Reforma Tributária não é algo que possa ser feita por curiosos do Direito, nem pelos cientistas do Direito que vivem de experimentos jurídicos para ver o que dará certo e o que dará errado. Por isso, costuma-se dizer, cientistas representam um perigo em potencial.
Conviver longos 15 anos ou 10 anos com o sistema atual e o sistema novo, conforme se trate de PEC 193-A/04 ou de PEC 45/19, além de implicar visível aumento da carga tributária, irá burocratizar demais o cumprimento das obrigações tributárias que atualmente consomem 2.000 horas anuais de trabalho dos empresários.
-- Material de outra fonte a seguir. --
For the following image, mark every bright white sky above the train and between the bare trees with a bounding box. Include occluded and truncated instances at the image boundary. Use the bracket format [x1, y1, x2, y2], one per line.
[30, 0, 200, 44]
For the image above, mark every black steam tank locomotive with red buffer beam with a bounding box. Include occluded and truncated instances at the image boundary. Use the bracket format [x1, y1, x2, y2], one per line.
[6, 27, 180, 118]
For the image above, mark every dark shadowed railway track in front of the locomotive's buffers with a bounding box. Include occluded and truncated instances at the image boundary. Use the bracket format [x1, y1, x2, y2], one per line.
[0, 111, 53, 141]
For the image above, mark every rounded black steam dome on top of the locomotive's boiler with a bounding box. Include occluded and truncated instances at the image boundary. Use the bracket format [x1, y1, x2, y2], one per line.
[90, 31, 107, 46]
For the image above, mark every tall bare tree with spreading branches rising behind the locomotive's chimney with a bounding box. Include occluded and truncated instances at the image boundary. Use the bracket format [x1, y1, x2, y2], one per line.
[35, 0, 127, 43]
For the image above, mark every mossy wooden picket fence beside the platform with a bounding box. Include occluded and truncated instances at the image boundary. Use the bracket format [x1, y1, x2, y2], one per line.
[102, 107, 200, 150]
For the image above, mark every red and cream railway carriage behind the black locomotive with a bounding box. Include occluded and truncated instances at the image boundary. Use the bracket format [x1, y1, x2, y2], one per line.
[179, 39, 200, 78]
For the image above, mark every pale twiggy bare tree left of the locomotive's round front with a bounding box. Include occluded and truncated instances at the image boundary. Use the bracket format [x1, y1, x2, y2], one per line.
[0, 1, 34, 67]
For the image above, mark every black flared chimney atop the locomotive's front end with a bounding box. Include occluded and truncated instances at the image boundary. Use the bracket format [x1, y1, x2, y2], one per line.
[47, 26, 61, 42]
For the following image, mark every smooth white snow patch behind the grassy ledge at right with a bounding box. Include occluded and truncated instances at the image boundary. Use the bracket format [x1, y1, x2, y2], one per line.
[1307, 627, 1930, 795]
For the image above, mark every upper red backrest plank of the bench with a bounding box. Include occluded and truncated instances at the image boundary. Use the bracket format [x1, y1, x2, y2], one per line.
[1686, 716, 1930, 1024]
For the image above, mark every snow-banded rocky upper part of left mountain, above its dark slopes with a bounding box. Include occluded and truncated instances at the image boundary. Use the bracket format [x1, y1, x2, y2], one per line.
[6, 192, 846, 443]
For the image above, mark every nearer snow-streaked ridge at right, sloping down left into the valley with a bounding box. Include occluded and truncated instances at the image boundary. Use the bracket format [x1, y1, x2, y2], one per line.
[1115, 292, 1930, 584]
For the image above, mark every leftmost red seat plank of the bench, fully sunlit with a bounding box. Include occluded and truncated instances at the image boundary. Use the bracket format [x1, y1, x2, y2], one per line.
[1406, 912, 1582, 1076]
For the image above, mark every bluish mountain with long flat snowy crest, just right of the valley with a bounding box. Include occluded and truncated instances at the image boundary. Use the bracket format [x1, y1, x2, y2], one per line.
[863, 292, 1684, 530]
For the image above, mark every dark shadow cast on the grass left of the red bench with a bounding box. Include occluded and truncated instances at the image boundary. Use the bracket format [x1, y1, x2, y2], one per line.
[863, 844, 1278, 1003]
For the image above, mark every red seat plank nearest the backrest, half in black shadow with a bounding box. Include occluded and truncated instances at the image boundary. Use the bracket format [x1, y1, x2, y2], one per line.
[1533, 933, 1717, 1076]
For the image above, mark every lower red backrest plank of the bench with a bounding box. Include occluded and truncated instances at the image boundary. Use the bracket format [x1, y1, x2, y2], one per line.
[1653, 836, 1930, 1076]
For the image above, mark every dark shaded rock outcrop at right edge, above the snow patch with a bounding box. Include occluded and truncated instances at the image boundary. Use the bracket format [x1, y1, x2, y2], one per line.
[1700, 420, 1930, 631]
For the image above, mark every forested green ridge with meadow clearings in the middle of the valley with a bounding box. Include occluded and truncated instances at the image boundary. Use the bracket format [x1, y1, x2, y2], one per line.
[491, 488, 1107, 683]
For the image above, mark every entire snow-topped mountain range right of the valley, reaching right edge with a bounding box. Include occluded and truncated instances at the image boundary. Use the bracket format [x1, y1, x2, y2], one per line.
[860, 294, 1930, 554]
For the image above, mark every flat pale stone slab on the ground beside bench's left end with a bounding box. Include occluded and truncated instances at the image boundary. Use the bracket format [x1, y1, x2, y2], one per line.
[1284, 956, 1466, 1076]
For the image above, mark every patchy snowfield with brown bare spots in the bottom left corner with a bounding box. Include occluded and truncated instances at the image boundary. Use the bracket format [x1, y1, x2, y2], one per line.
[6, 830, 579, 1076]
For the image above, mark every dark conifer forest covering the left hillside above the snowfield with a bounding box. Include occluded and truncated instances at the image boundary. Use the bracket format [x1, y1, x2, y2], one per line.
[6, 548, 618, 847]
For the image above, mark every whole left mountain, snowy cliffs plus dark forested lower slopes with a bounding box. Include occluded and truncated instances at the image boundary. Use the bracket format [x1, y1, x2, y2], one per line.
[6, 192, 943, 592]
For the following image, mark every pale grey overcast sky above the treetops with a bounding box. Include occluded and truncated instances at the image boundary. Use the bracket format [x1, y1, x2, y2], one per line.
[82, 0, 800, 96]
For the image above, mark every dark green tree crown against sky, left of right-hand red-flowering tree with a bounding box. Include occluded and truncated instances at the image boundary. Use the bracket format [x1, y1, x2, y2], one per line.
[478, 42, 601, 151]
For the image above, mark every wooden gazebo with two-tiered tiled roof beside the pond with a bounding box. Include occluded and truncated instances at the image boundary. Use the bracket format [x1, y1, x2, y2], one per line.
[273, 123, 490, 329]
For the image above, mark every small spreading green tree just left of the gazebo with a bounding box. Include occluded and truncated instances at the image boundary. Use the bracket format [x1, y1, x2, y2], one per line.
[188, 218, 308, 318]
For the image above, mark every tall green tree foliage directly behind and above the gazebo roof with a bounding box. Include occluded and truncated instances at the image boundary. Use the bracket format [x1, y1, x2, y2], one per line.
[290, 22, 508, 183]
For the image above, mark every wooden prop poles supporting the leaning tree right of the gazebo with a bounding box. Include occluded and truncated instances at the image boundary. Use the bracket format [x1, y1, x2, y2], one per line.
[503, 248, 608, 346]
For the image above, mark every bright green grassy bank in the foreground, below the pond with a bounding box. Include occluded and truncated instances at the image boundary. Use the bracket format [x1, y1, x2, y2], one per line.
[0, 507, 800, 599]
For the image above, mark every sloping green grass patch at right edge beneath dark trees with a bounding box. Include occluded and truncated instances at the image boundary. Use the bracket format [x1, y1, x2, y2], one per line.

É preciso legislar com muito senso de responsabilidade, sob pena de impor à sociedade um custo muito caro, com danos irreversíveis à economia do País, causando exatamente o efeito oposto ao previsto pelos ideólogos da Reforma Tributária.
Concluindo, é melhor sepultar as propostas de reformas retrorreferidas e partir para uma reforma no nível infraconstitucional, começando pela unificação do PIS/COFINS, bem como com a dualidade de regime de tributação: cumulativo e não cumulativo, e, se adotado o regime não cumulativo deverá proceder da mesma forma do ICMS. Não há razão para complicar, se tudo pode ser simplificado! Deve ainda conter a edição de normas complementares referidas no art. 100 do CTN que vem funcionando como dinâmica e eficiente fábrica de normas aterrorizantes.
No nível constitucional poderia acrescer o § 8º ao art. 150 para vedar a incidência do tributo sobre si próprio e sobre a base de cálculo de outros tributos, colocando termo às infindáveis discussões judiciais que tomaram do Judiciário em torno das “exclusões” de tributos da base de cálculo de outros tributos e do próprio tributo, com incalculável custo em termos financeiros, desperdício de tempo e de segurança jurídica dos contribuintes. Por fim, deve colocar sob reserva de lei complementar a definição do fato gerador de contribuições sociais, a fim de por um ponto final na proliferação de impostos inominados com o rótulo de contribuição social, torpedeando o princípio da discriminação constitucional de impostos.